Minority stress theory suggests enhanced HIV risk for those experiencing social marginalization, while an intersectionality framework posits that forms of marginalization may interact. The purpose of this paper is to understand how race/ethnicity- and gender-based discrimination may impact HIV risk among transgender or transsexual (trans) people.
Design/methodology/approach – The Trans PULSE project – a community-based research study in Ontario, Canada – used respondent-driven sampling to survey 433 trans participants, including 35 Aboriginal persons and 62 non-Aboriginal persons of colour. Descriptive and regression analyses were weighted to adjust for recruitment probabilities.
Findings – Most Aboriginal persons (65 per cent, 95 per cent CI: 37-90) and persons of colour (90 per cent, 95 per cent CI: 74-100) reported at least one experience of racism or ethnicity-based discrimination, and the vast majority had experienced transphobia (90 and 92 per cent, respectively). Among non-Aboriginal trans persons of colour, experiences of racism and transphobia interacted in increasing odds of engagement in high-risk sex. Increases in experience of one type of discrimination had strongest effects on HIV risk when coupled with high levels of the other.
Research limitations/implications – Persons of colour were ethno-racially diverse; it is possible that different experiences of racism, with divergent effects, were collapsed. Odds ratios may overestimate actual risk ratios.

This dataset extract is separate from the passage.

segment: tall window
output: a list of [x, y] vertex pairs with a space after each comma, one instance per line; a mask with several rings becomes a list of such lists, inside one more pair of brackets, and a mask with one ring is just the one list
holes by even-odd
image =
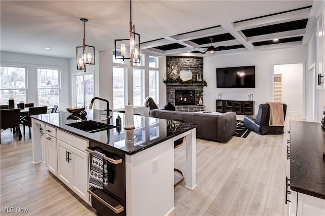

Originality/value – While some sub-groups of trans people of colour have been identified as highly vulnerable to HIV, few studies have explored the impact of discrimination. This paper explores the roles of two types of discrimination in engendering HIV-related risk, and suggests potential limits to resiliency in the face of high levels of discrimination targeting multiple facets of identity.
Reference: Marcellin RL, Bauer GR, Scheim AI. Intersecting impacts of transphobia and racism on HIV risk among trans persons of colour in Ontario, Canada. Ethnicity and Inequalities in Health and Social Care 2013; 6(4): 97-107.